Analytics 9/9

Creating an Optimized Analytics Index

Apr 23, 2019

To set up an optimized index in a Relativity workspace follow these steps:

1. Create a saved search for files between 0 and 30 MB.

2. Display only the extracted text field.

3. Under Indexing & Analytics . . . Structured Analytics, create a new structured analytics set. Enter a name and set prefix, select the saved search, and run a repeated content operation. Keep the default settings in the 'Repeated Content Identification' section, except for the setting for 'Minimum Number of Occurrences'. Enter a value equal to 0.5% of the documents in the saved search. So here we'll look for segments of between 10-100 words on 4 lines or less, 16 lines from the bottom, which appear more than 7 times. (.005 times 1446). [A different approach should be followed for a saved search of more than 100,000 documents.]

4. Click 'Run Structured Analytics' in the console. Make the appropriate selection if you are supplementing the search with new documents.

5. View the results of the repeated content operation.

6. Make note of the resulting text blocks which contain boilerplate language or non-authored content.

7. Go to Indexing & Analytics . . . Analytics Indexes, and create a new index. Use the saved search as both the training set and the searchable set.
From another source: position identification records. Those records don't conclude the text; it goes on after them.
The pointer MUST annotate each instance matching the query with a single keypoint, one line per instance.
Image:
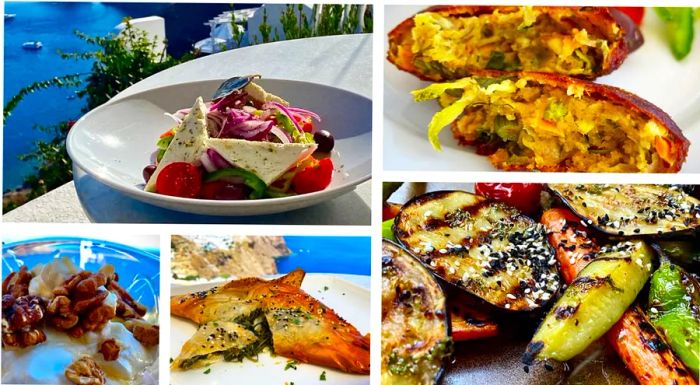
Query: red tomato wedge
(180, 179)
(635, 13)
(313, 178)
(523, 196)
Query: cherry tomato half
(635, 13)
(314, 178)
(305, 122)
(523, 196)
(180, 179)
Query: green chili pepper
(592, 303)
(388, 230)
(249, 179)
(679, 26)
(674, 302)
(684, 252)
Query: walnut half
(85, 371)
(109, 349)
(78, 305)
(145, 333)
(20, 320)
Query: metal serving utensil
(232, 85)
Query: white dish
(114, 142)
(350, 301)
(650, 72)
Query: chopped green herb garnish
(291, 364)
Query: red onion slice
(302, 111)
(289, 114)
(280, 134)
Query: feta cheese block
(188, 144)
(265, 159)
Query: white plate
(114, 142)
(350, 301)
(650, 72)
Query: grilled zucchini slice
(487, 248)
(632, 209)
(415, 324)
(593, 302)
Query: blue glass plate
(138, 270)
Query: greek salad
(244, 144)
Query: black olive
(325, 140)
(148, 172)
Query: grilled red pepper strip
(636, 341)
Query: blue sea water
(54, 24)
(340, 255)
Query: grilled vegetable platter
(542, 284)
(546, 88)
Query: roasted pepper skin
(593, 303)
(674, 309)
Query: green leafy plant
(265, 28)
(119, 62)
(235, 30)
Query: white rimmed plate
(650, 72)
(114, 142)
(350, 301)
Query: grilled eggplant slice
(632, 209)
(415, 324)
(593, 302)
(486, 248)
(449, 42)
(547, 122)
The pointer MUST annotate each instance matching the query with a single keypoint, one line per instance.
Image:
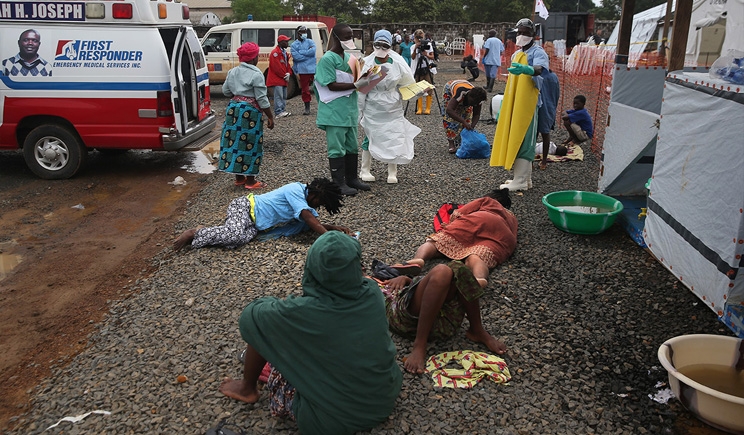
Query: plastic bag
(729, 67)
(474, 145)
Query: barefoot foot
(184, 239)
(414, 362)
(237, 390)
(481, 336)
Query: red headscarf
(248, 51)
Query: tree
(260, 9)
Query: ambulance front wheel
(53, 152)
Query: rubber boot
(338, 175)
(352, 179)
(529, 178)
(392, 173)
(521, 176)
(365, 175)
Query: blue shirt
(303, 53)
(582, 119)
(495, 47)
(281, 206)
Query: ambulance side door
(184, 93)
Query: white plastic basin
(718, 409)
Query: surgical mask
(381, 52)
(523, 40)
(348, 45)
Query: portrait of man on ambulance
(27, 62)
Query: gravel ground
(583, 316)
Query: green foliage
(345, 11)
(260, 9)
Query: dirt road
(60, 264)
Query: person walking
(338, 114)
(529, 106)
(492, 49)
(241, 146)
(278, 75)
(422, 58)
(388, 135)
(303, 63)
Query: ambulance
(103, 74)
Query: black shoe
(352, 178)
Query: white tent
(695, 222)
(648, 26)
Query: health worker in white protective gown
(388, 134)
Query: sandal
(407, 269)
(239, 182)
(255, 186)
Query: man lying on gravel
(434, 306)
(332, 358)
(482, 233)
(287, 210)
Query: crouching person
(332, 358)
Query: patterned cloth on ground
(281, 395)
(476, 366)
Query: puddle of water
(8, 262)
(202, 162)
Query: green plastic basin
(579, 212)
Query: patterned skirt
(241, 146)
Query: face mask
(348, 45)
(381, 52)
(523, 40)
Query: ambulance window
(266, 38)
(217, 42)
(287, 32)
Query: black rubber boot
(352, 178)
(338, 175)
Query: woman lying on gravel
(433, 307)
(332, 358)
(289, 209)
(482, 233)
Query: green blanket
(332, 343)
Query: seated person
(462, 107)
(332, 358)
(471, 65)
(433, 307)
(482, 233)
(578, 122)
(290, 208)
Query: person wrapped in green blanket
(333, 361)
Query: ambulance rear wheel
(53, 152)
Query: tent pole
(665, 34)
(623, 37)
(682, 14)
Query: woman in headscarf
(481, 233)
(332, 358)
(241, 146)
(388, 134)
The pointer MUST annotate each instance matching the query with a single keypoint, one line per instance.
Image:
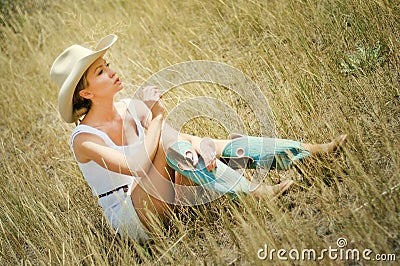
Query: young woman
(136, 164)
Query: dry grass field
(326, 67)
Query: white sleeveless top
(99, 178)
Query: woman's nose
(111, 72)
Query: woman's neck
(101, 112)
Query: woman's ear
(86, 94)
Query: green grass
(326, 67)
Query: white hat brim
(68, 87)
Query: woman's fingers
(208, 152)
(195, 156)
(151, 93)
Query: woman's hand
(207, 149)
(151, 97)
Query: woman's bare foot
(326, 147)
(272, 191)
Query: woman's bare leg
(152, 197)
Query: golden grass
(326, 67)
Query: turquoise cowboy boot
(259, 152)
(222, 179)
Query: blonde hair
(80, 105)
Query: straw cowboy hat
(68, 69)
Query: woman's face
(102, 80)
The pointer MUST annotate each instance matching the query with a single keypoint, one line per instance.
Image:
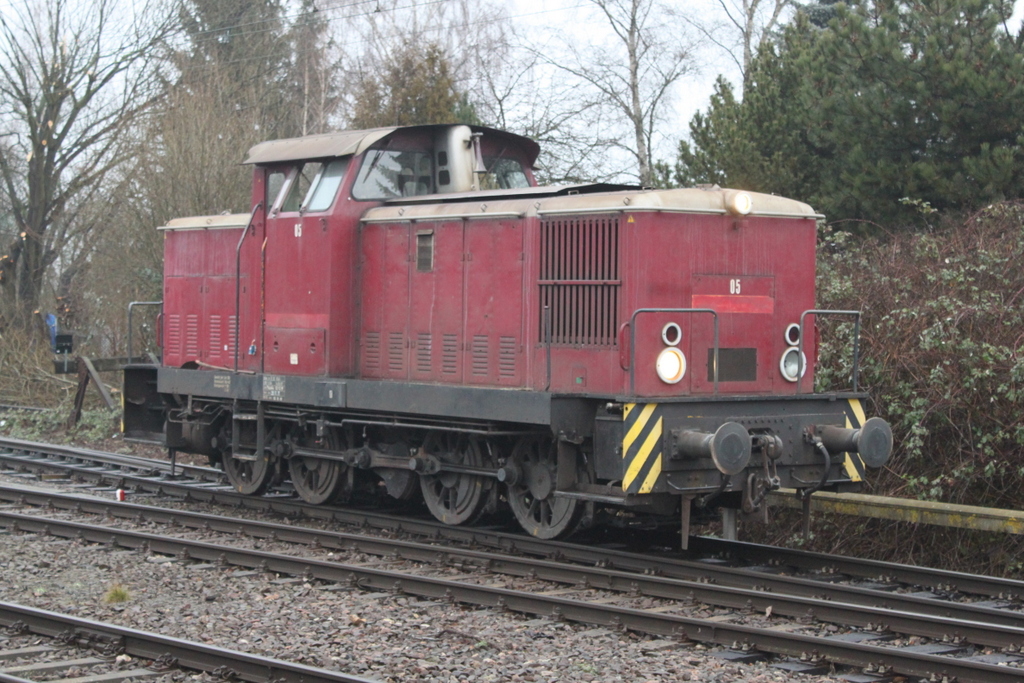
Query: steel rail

8. Optimize the training set (to take out documents with only numbers, bad OCR etc.), remove English signatures and footers, and enable the email header filter.

9. Add selected repeated content filters to the index.

10. Finally click Populate Index: Full on the console, to populate and build the index.

Relativity Repeated Content Identification - From the Bottom Up

Apr 19, 2019

Relativity Structured Analytics can identify repeated content (such email disclaimers) in order to improve searchable document indexes. You want to focus on the authored content of documents and avoid having to sort through search results with hits in boilerplate language. However, if you want an admin to find this repeated content there's a significant limitation

While repeated content can be found by manually entering language that you know to search for, in Relativity 9.6, under Indexing & Analytics . . . Structured Analytics Set, you can use the repeated content operation to automatically find repeated content in a set of documents in a saved search. Each segment of repeated content must have a word count range designated by the admin, and appear at least a set number of times also designed by the admin. Each segment must also be a certain number of lines - often no more than 4.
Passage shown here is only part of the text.